Et puis un jour…

Au milieu de sa collection, elle a choisi un chapeau avec un ruban noir, elle trouve que ça fait chic pour se rendre à un enterrement. Ce n’est pas qu’elle soit particulièrement touchée par ce décès mais elle a été élevée dans l’esprit du savoir vivre, du savoir être et cela en toute circonstance.
Le savoir vivre à des obsèques, elle sourit à cette évocation tout en posant avec soin le bibi sur ses cheveux blancs.
Elle prend son sac, met ses gants et sort de la maison. La porte claque derrière elle au moment même où elle s’aperçoit qu’elle a oublié ses clés. Elle essaye immédiatement de tourner la poignée qui bien entendu n’obéit pas à sa manipulation nerveuse.
Elle entend les premières gouttes tomber sur la marquise, elle se colle contre la porte en proie à ses préoccupations silencieuses. Ne pas perdre son sang-froid, la question qui se pose à ce moment là est de savoir si elle va quand même se rendre à ce fichu enterrement dont elle se moque comme d’une guigne. Ce n’est malheureusement pas la première fois qu’elle se retrouve dans cette désolante situation. La fenêtre de la maison d’en face s’ouvre sur le visage hilare de Madeleine. Oh non, pas elle ! si elle n’était pas si bien élevée elle laisserait couler ses larmes.

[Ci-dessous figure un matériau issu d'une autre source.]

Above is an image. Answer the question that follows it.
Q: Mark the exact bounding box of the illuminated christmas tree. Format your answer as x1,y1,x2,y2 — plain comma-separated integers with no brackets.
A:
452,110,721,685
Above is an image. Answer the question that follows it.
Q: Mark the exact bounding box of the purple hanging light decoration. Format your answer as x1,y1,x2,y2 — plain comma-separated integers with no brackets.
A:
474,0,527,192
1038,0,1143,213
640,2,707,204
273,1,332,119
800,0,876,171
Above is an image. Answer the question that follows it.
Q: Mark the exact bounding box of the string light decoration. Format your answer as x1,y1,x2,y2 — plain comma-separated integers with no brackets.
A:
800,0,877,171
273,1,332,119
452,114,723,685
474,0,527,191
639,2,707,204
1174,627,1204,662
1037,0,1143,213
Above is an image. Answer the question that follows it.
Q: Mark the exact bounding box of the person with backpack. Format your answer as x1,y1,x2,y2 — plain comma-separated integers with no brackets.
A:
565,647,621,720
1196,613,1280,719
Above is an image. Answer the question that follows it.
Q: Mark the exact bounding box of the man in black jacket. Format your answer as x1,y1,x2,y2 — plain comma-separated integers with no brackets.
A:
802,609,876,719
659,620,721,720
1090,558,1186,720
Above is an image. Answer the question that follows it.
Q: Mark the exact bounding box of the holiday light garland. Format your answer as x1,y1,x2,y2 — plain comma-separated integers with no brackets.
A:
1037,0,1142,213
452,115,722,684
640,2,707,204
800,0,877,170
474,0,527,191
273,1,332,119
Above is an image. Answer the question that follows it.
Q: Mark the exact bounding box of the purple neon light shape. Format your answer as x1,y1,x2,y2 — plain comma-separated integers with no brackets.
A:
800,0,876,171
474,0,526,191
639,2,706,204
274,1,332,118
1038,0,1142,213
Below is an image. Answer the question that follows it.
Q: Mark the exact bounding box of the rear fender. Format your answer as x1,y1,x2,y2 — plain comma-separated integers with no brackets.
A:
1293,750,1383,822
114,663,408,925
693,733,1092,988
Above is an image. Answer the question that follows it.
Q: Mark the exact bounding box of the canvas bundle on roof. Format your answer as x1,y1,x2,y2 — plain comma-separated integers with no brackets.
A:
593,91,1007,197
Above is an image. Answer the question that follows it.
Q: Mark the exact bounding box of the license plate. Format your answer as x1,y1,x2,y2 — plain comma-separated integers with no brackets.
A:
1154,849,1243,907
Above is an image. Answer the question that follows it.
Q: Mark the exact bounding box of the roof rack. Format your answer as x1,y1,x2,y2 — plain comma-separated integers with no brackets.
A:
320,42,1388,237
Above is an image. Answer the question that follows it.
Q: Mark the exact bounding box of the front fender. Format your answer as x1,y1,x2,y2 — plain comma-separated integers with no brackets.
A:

Ce n’est pas seulement cette histoire de clé qui la met dans cet état, mais la semaine passée déjà elle s’était perdue dans le quartier haut de la ville, les ruelles pourtant familières s’étaient semble t’il liguées contre elle pour la déboussoler. Que lui arrivait-il ces derniers temps ? elle ne voulait en parler à personne, cela aurait fait exister ce qu’elle redoutait de nommer. Son ami Benoît aurait pu être le confident de son angoisse mais il était en voyage au Honduras et ne revendrait que dans deux mois.
Etre en perdition dans sa propre ville, se retrouver à la porte de sa propre maison, elle ne savait comment vivre avec cette terreur qu’elle sentait pousser en elle. Une graine qu’on lui aurait plantée dans le cerveau et qui croîtrait en s’accrochant à ses neurones comme le lierre sur le mur de pierre.
Madeleine est toujours là à l’observer, elle lui crie quelque chose qu’elle ne comprend pas. Elle sent les larmes rouler sur ses joues douces et ridées, elles coulent malgré elle, la pluie tombe drue, éclaboussant ses pieds et c’est à ce moment là qu’elle se rend compte qu’elle allait partir à l’église en pantoufles.